Per CMS, all MAO’s must attest annually that information that plan sponsors submit for the purposes of risk adjustment are “accurate, complete, and truthful, and acknowledge that the information will be used for the purposes of obtaining federal reimbursement.” MAO’s must start to evaluate their own risk adjustment programs to ensure their programs are appropriately meeting this standard.
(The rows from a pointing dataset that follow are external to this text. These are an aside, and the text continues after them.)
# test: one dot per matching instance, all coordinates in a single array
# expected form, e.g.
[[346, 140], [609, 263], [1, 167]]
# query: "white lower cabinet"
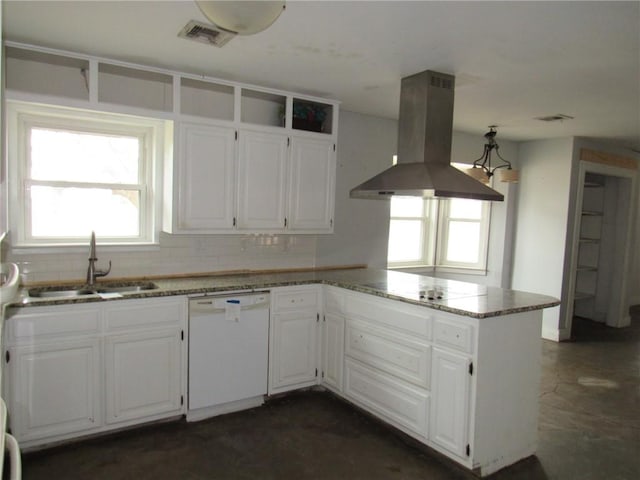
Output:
[[332, 351], [154, 357], [395, 401], [55, 389], [293, 338], [448, 425], [75, 370]]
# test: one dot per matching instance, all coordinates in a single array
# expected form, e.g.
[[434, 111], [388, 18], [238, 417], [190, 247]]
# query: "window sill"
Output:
[[431, 270], [83, 248]]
This is an effort that truly requires a cross functional and collaborative effort to fully support the organization (e.g., finance, legal, risk adjustment, compliance, etc).
Additionally, a solid analytic strategy will allow MAOs to:
- Gain meaningful insights into diagnostic profiles for member condition suspecting and validation of potential condition ‘irregularities’
- Understand KPIs that gauge organizational performance and opportunities for course-correction where necessary
- Leverage and integrate findings to support complimentary initiatives
Alongside the analytic foundation, a holistic risk adjustment strategy to facilitate complete and precise documentation during the point of care is recommended.
Moving Forward: Assessing Risk Adjustment Programs
MAO's need to start assessing whether their risk adjustment programs are solely intended to support only risk score improvement initiatives versus risk score accuracy. GHG recommends that MAO’s re-evaluate their risk adjustment strategies to ensure they are taking the appropriate steps to mitigate any potential exposure to audit findings.